Analysis of Single Nucleotide Polymorphisms of Liver X Receptor Alpha (LXR-α) Gene in Diabetic Kidney Disease.

Introduction Genetic factors significantly contribute to the progression of diabetic kidney disease (DKD), which is one of the world's most common causes of chronic kidney disease (CKD). Inflammation, glucose homeostasis, and lipid metabolism are all significantly influenced by the liver X receptor alpha (LXR-α) gene. Single nucleotide polymorphisms in the liver X receptor alpha gene may result in the altered function of the gene, making the individual susceptible to DKD. The purpose of this article is to examine the frequency of expression of single nucleotide polymorphisms (SNPs) in exon 7 of the LXR-α gene in people with type 2 diabetes (T2DM) and DKD. Gaining an understanding of these genetic differences could improve risk assessment and therapy approaches while providing fresh perspectives on the molecular mechanisms underlying DKD. Aims and objectives To identify specific SNPs in the LXR-α gene in T2DM and DKD patients. Methods The study was conducted between May 2022 and May 2023 and it involved 120 T2DM and 120 DKD patients. All the clinical history of the study participants were recorded. Blood samples were collected from the participants and genomic DNA was isolated and was followed by polymerase chain reaction (PCR) using exon 7 specified primers of LXR-α gene. To find mutations in the LXR-α gene, the PCR products were subsequently analyzed using the capillary-based Sanger sequencing technique. Results A total of seven SNPs were detected in T2DM patients, and 20 SNPs were detected in DKD patients. SNP rs7120118 was found with the highest frequency of 100 (83.33%) in T2DM patients and 80 (66.66%) in DKD patients. SNP rs1956299169 was found to have the second highest frequency of 60 (50%) among T2DM patients and SNP rs1252683195 was found to have a frequency of 20 (16.7%).

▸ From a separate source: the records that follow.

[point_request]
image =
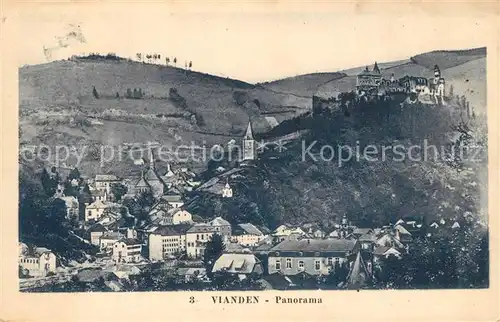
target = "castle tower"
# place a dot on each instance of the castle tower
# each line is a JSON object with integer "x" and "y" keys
{"x": 249, "y": 152}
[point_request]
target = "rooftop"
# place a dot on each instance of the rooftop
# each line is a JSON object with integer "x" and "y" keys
{"x": 173, "y": 230}
{"x": 236, "y": 263}
{"x": 106, "y": 177}
{"x": 316, "y": 245}
{"x": 198, "y": 228}
{"x": 249, "y": 229}
{"x": 219, "y": 221}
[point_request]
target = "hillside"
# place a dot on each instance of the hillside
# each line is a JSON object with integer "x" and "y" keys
{"x": 284, "y": 188}
{"x": 464, "y": 69}
{"x": 303, "y": 85}
{"x": 57, "y": 105}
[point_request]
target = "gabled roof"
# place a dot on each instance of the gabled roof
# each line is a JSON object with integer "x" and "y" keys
{"x": 97, "y": 204}
{"x": 197, "y": 228}
{"x": 106, "y": 177}
{"x": 250, "y": 229}
{"x": 112, "y": 235}
{"x": 130, "y": 241}
{"x": 97, "y": 228}
{"x": 358, "y": 275}
{"x": 236, "y": 263}
{"x": 316, "y": 245}
{"x": 173, "y": 230}
{"x": 172, "y": 198}
{"x": 142, "y": 183}
{"x": 402, "y": 230}
{"x": 151, "y": 175}
{"x": 219, "y": 221}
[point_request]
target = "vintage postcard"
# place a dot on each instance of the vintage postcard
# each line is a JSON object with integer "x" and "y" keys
{"x": 178, "y": 161}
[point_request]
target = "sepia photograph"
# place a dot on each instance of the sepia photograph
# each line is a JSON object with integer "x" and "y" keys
{"x": 257, "y": 152}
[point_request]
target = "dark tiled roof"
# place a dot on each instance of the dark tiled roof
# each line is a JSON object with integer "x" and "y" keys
{"x": 173, "y": 230}
{"x": 315, "y": 245}
{"x": 130, "y": 241}
{"x": 249, "y": 229}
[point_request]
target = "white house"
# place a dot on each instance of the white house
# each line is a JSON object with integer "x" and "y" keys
{"x": 222, "y": 227}
{"x": 95, "y": 210}
{"x": 105, "y": 181}
{"x": 240, "y": 264}
{"x": 72, "y": 206}
{"x": 108, "y": 239}
{"x": 167, "y": 241}
{"x": 196, "y": 238}
{"x": 247, "y": 235}
{"x": 180, "y": 216}
{"x": 96, "y": 232}
{"x": 227, "y": 192}
{"x": 127, "y": 250}
{"x": 36, "y": 262}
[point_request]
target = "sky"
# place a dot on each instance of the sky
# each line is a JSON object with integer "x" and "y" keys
{"x": 253, "y": 46}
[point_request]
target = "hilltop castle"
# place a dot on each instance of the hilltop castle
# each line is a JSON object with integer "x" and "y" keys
{"x": 372, "y": 83}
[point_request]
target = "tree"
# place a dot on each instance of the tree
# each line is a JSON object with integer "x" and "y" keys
{"x": 94, "y": 92}
{"x": 58, "y": 210}
{"x": 118, "y": 190}
{"x": 213, "y": 250}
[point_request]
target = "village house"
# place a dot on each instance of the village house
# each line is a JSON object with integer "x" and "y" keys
{"x": 247, "y": 235}
{"x": 102, "y": 195}
{"x": 96, "y": 231}
{"x": 127, "y": 250}
{"x": 222, "y": 227}
{"x": 167, "y": 241}
{"x": 242, "y": 265}
{"x": 108, "y": 239}
{"x": 227, "y": 192}
{"x": 179, "y": 216}
{"x": 72, "y": 206}
{"x": 189, "y": 274}
{"x": 197, "y": 237}
{"x": 36, "y": 261}
{"x": 312, "y": 256}
{"x": 174, "y": 200}
{"x": 105, "y": 181}
{"x": 367, "y": 82}
{"x": 95, "y": 210}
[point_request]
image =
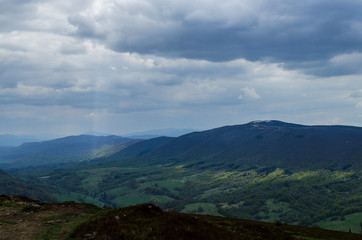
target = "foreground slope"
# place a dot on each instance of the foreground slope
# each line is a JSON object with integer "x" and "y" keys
{"x": 302, "y": 175}
{"x": 22, "y": 218}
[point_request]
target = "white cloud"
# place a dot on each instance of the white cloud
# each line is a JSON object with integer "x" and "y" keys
{"x": 249, "y": 93}
{"x": 116, "y": 63}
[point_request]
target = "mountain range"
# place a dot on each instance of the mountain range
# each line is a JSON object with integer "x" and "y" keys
{"x": 62, "y": 150}
{"x": 262, "y": 170}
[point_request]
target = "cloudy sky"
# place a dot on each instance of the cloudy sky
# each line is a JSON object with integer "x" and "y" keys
{"x": 121, "y": 66}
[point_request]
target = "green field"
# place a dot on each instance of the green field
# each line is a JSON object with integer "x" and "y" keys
{"x": 352, "y": 221}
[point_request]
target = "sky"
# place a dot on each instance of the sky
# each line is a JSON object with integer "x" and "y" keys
{"x": 122, "y": 66}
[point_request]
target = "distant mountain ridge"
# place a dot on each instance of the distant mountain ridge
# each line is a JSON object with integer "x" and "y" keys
{"x": 263, "y": 144}
{"x": 61, "y": 150}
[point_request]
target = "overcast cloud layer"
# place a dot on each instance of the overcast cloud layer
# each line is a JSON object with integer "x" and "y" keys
{"x": 67, "y": 67}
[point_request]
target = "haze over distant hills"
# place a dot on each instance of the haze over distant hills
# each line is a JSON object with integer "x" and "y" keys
{"x": 166, "y": 132}
{"x": 262, "y": 170}
{"x": 61, "y": 150}
{"x": 263, "y": 144}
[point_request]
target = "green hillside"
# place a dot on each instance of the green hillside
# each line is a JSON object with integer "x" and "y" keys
{"x": 12, "y": 186}
{"x": 268, "y": 171}
{"x": 62, "y": 150}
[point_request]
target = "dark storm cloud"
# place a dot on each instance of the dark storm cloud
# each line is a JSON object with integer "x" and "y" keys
{"x": 285, "y": 31}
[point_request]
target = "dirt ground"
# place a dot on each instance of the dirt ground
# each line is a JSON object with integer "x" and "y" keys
{"x": 22, "y": 218}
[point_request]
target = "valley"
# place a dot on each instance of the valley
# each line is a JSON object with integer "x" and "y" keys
{"x": 267, "y": 171}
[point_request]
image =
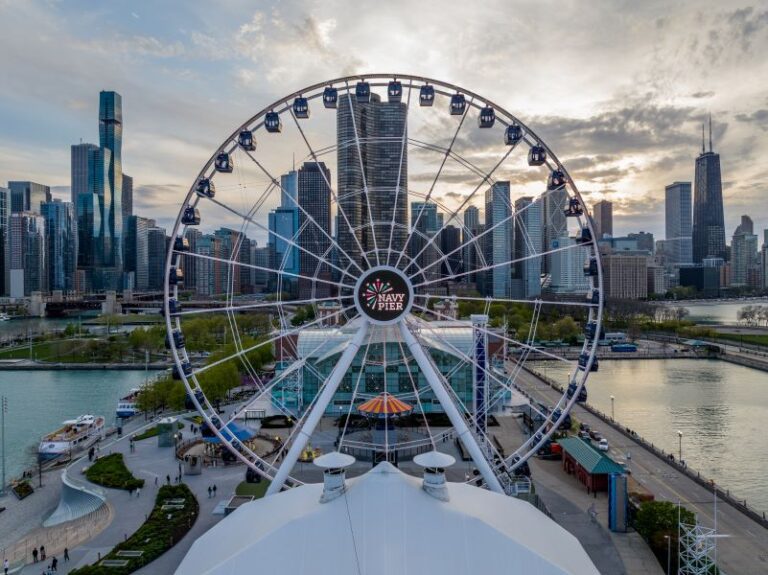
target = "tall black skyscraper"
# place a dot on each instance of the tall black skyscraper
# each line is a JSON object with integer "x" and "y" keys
{"x": 708, "y": 217}
{"x": 379, "y": 127}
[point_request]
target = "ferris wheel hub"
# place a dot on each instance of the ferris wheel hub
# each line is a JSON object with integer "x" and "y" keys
{"x": 384, "y": 295}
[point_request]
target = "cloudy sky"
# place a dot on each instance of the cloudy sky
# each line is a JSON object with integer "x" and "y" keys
{"x": 618, "y": 89}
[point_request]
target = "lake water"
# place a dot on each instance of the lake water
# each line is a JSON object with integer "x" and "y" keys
{"x": 718, "y": 312}
{"x": 721, "y": 408}
{"x": 38, "y": 401}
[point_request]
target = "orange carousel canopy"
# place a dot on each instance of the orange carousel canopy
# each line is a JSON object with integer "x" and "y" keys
{"x": 384, "y": 404}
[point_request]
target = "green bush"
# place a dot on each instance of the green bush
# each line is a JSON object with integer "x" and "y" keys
{"x": 110, "y": 471}
{"x": 158, "y": 533}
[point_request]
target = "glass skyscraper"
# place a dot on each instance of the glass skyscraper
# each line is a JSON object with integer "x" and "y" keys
{"x": 708, "y": 218}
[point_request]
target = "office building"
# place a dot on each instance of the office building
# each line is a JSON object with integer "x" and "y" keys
{"x": 678, "y": 223}
{"x": 497, "y": 281}
{"x": 602, "y": 218}
{"x": 528, "y": 242}
{"x": 28, "y": 262}
{"x": 314, "y": 197}
{"x": 61, "y": 242}
{"x": 372, "y": 166}
{"x": 28, "y": 196}
{"x": 708, "y": 217}
{"x": 625, "y": 276}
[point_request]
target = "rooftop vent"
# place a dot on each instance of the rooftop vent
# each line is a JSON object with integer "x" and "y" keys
{"x": 334, "y": 465}
{"x": 434, "y": 464}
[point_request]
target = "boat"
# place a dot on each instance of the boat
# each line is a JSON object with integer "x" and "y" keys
{"x": 127, "y": 406}
{"x": 74, "y": 435}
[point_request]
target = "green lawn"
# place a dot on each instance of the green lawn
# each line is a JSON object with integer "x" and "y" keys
{"x": 256, "y": 490}
{"x": 110, "y": 471}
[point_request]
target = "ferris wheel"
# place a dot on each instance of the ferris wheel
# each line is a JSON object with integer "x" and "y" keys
{"x": 388, "y": 297}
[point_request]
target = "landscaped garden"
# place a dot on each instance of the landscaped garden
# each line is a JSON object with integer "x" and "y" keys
{"x": 110, "y": 471}
{"x": 175, "y": 512}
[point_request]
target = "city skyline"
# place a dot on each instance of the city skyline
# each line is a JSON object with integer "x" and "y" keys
{"x": 633, "y": 130}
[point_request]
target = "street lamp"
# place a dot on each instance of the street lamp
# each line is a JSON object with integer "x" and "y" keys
{"x": 612, "y": 399}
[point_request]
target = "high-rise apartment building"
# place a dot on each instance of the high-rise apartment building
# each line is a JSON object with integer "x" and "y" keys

Other common SNPs were rs1956299169, with 40 (33.33%) in DKD and 60 (50%) in T2DM, and rs12574081, with 20 (16.71%) in T2DM and 10 (8.33%) in T2DM. Conclusion The study detects the highest and the most common SNP rs7120118, which may be associated with T2DM and DKD. Thereby, it helps to conduct further association studies with larger populations and to diagnose the disease.